A Note From Fr. LeRoy
June is often referred to as the Month of the Sacred Heart, since we celebrate a special day in the month called, The Solemnity of the Most Sacred Heart of Jesus. (This year, it is this coming Friday on June 24th.) The Solemnity of the Sacred Heart dates back to Pope Clement XIII in 1765 when he approved it for use in his diocese. It was later extended for the Universal Church by Pope Pius IX in 1856, then 43 years later Pope Leo XIII wrote an encyclical letter in 1899 "Annum Sacrum" dedicating the whole Catholic world to the Sacred Heart of Jesus Christ. So, we see how the Sacred Heart of Jesus has a strong place in our Catholic Tradition. The Solemnity is always the first Friday after the Solemnity of the Body and Blood of Christ (Corpus Christi).
The concept of the Sacred Heart of Jesus also has strong biblical roots as well! From our gospels we hear Jesus say, "my heart is moved with pity" just before He multiplied the loaves and fishes to feed the hungry crowd. We hear how Jesus offered to help carry our burdens, by inviting us to share his yoke for He is "meek and humble of heart" (Mt. 11,29). We hear how Jesus's heart was moved to tears as He wept over ancient Jerusalem for its lack of faith. How Jesus' "heart was sorrowful even unto death" as he suffered his Agony in the Garden before his crucifixion death. After Jesus died, we read how Jesus's heart was pierced by a lance as blood and water flowed out from his side, symbols of Baptism and Eucharist. So, it is clear that the heart of our Lord had an important role to play in our salvation. It was his heart that moved Him from life to death and to His risen life again.
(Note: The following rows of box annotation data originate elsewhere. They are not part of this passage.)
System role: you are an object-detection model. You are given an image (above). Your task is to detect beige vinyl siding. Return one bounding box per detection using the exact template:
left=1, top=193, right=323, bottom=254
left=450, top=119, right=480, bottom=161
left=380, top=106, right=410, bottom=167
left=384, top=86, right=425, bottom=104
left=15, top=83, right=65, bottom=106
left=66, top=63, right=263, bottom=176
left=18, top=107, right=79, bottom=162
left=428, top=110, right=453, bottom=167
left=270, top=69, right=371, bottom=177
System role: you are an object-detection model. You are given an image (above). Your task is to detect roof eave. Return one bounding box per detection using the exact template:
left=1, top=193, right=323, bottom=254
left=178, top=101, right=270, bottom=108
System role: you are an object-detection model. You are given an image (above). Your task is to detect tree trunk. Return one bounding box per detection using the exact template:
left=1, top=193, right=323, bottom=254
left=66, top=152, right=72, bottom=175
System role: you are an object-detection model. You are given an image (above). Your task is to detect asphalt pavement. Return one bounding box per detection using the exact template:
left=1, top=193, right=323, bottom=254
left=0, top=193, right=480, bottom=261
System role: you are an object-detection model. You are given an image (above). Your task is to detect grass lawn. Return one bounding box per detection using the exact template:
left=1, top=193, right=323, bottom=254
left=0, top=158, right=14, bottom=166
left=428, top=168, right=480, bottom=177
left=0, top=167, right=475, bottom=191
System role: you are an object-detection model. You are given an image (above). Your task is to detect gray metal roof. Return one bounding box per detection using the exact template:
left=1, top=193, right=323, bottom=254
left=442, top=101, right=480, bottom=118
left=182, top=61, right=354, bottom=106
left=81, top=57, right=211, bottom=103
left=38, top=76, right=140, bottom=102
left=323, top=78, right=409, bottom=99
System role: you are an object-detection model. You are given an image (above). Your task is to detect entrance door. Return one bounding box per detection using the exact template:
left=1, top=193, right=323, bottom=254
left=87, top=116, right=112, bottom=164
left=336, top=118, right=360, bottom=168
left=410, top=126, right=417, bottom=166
With this in mind, the Sacred Heart of Jesus is a beautiful reminder that, although He is truly God, Jesus also had a heart of human flesh and blood like us. Jesus had all the feelings a real heart brings, a great capacity for compassion and love, a heart that rejoices with others, and yet a heart that can feel loneliness, abandonment, and pain. There is probably nothing you or I have experienced in our heart that Jesus had not also experienced in his heart as well. This should be encouraging and inspiring to us so that we might have the courage to have a "heart to heart" talk with God! No other religion can speak in those terms in relationship to our God. So, may the Sacred Heart of Jesus always guide and protect us from evil in Christ! Words to Live by: "Sometimes Jesus calms the storm. Sometimes He calms the person in the storm instead."